New CDH3 mutation in the first Spanish case of hypotrichosis with juvenile macular dystrophy, a case report


We have presented a patient with a phenotype of HJMD. The fact that no other alterations were observed, apart from retinal dystrophy and hypotrichosis, allowed us to discard EEM. Although no radiological examination of hand or feet was performed, which would completely rule out EEM, on clinical examination no abnormality was noted. Mild anomalies of hand and feet have been noted in EEM patients misdiagnosed with HJMD [6, 19], we believe that this is not the case in our patient. Mild changes (as subtle shortening of distal phalanges or mild toe syndactyly) were not observable on the thorough clinical examination, performed on our patient.

The presence of two compound heterozygous mutations in the CDH3 gene in our patient, supported our clinical suspicion.

The ABCA4 gene was studied because it is the most frequent gene responsible for macular dystrophy in the young [26] and the retinal phenotype stated in the available reports were suggestive of macular dystrophy. As previously mentioned, first suspected diagnosis, based on the referral information, was ABCA4–related maculopathy?+?Keratosis Follicularis Spinulosa Decalvans. Even if our patient presented a mutation on the ABCA4 gene, it was discarded as responsible for the patient’s maculopathy as no second mutation was found. We cannot rule out that the p.Val2050Leu mutation in ABCA4 is playing a role in the patient’s ophthalmological phenotype. However, there is no known functional interaction between ABCA4 and CDH3 at a genetic or protein level; and, the pathogenic effect of the p.Val2050Leu change in ABCA4 is nowadays discussed (http://www.ncbi.nlm.nih.gov/clinvar/?term=%22Retina%20International%22[submitter]+AND+%22ABCA4%22[gene], date of access 04/04/2016). Additionally, the prevalence of patients affected by retinal dystrophy carrying an ABCA4 mutation with another causative gene for their retinal dystrophy is not rare [27].

As it has previously been noted the main differential diagnostic of HJMD from an ophthalmological point of view is not only Stargardt’s disease, which is caused mainly by ABCA4 mutations [20], but any retinal dystrophy phenotype suggestive of CDH3, regardless of the hair phenotype [22]. However, when patients access a Clinical Genetics Department they have to be evaluated as a whole.

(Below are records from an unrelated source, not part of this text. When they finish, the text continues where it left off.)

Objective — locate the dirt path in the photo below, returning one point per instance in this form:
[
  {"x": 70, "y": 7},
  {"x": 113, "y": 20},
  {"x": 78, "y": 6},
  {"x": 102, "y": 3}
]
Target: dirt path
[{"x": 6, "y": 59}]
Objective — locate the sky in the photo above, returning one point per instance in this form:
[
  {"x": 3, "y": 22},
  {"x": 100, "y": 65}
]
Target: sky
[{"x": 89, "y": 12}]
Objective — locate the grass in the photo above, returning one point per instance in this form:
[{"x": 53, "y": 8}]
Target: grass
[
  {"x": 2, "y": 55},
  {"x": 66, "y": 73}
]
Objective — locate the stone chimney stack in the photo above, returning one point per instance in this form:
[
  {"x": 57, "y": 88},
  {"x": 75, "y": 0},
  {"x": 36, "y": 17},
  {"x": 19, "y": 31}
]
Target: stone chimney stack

The presence of two genetic disorders in a given patient, one being retinal dystrophy may occur [28]. Nevertheless, in these co-occurrence cases, it is more likely that the different signs and symptoms are due to the same genetic cause.

Nowadays, performing an accurate diagnosis is essential since cell and gene therapy are being evaluated in retinal dystrophies [29, 30], and phenotypic and genetic characteristics are to be considered when selecting patients for future treatments [23].

Besides, the suspected dermatological diagnosis (Siemens Syndrome, OMIM: 305100) is an X-linked trait and has additional skin changes, not present in our patient. Therefore, the patient’s pedigree and phenotype were unlikely to suggest this inheritance model and diagnosis.

Interestingly, our patient’s retinal alteration was first noticed when he was two years of age and he was diagnosed as presenting Retinitis Pigmentosa Inversa. This fact supports the idea of an early onset retinal dystrophy rather than a juvenile onset, and the existence of a major implication of the retina beyond the macula [7, 2023].

Despite the fact that the missense change p.Val205Met in CDH3 has not been reported previously, we have presented evidence of its pathogenicity. Moreover, a missense change has been described in the same aminoacid position (p.Val205Leu) with a minor allele frequency of 2*10?5 in Asian and Latino populations (http://exac.broadinstitute.org/gene/ENSG00000062038, date of access 04/04/2016).

To date, the CDH3 gene is the only gene known to be responsible for HJMD.

HJMD is a very rare disease, fact that makes both its clinical and genetic diagnosis difficult. However, clinical aspects when taken together should guide us to a clinical diagnosis and lead to us to the specific genetic test to be performed.

The presence of two compound heterozygous mutations in this gene in our patient with a phenotype highly suggestive of HJMD and the absence of additional systemic anomalies led us to the diagnosis of the first Spanish case, and one of the very few Caucasian cases, of HJMD and to describe a new mutation in the CDH3 gene.

Moreover, not only we prove that an accurate clinical genetic diagnosis is of crucial relevance for leading directed genetic studies, but we have widened the number of both HJMD cases and CDH3 mutations.

Additionally, we also present the importance of differential diagnosis in retinal dystrophies (syndromic or not) as prognosis, follow up, chance of treatment and familiar implications are deeply linked to the responsible gene.